Now what an orbiter could do is snatch something instead of knocking it (if you plan it 2 years ahead due to launch availability). Sadly X-37 a) is too small to snatch anything bigger than an ORBCOMM sat, b) cannot reach even GPS orbit let alone GSO, c) even if it could, would not be able to return without an upgrade to its heat shield. A more advanced spaceplane is enough of a possibility that my college friends are pondering allocating a kilo of mass for a barometric sensor and a plastite charge for sensitive birds.
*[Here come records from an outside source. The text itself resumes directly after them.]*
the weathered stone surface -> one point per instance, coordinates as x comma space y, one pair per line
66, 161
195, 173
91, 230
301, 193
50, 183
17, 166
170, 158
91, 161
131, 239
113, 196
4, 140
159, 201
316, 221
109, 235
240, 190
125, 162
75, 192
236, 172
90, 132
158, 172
What it comes down to, X-37 is a program without a sensible objective. This is why people on the Internet are trying to find explanations. I thought about it too for a bit. For example, it may be the frustration with the synthetic aperture on micro-satellites and the whole ORS thing (Operationally Responsible Space). Its proponents promised that they'll stockpile these little things, launch them on demand of the warfighter. It turned out to be a bad idea, little sats can't do the job of big ones. Maybe someone thought, very well, we'll launch the big one, then we'll return it... launch again to a different orbit (remember the orbital inclination thing I mentioned). This way it can be big and expensive yet responsive (provided we stockpile launchers too). It is possible... But you know how between stupidity and malice you should bet on stupidity? The explanation that USAF just wanted a spaceplace seems simpler and more direct to me.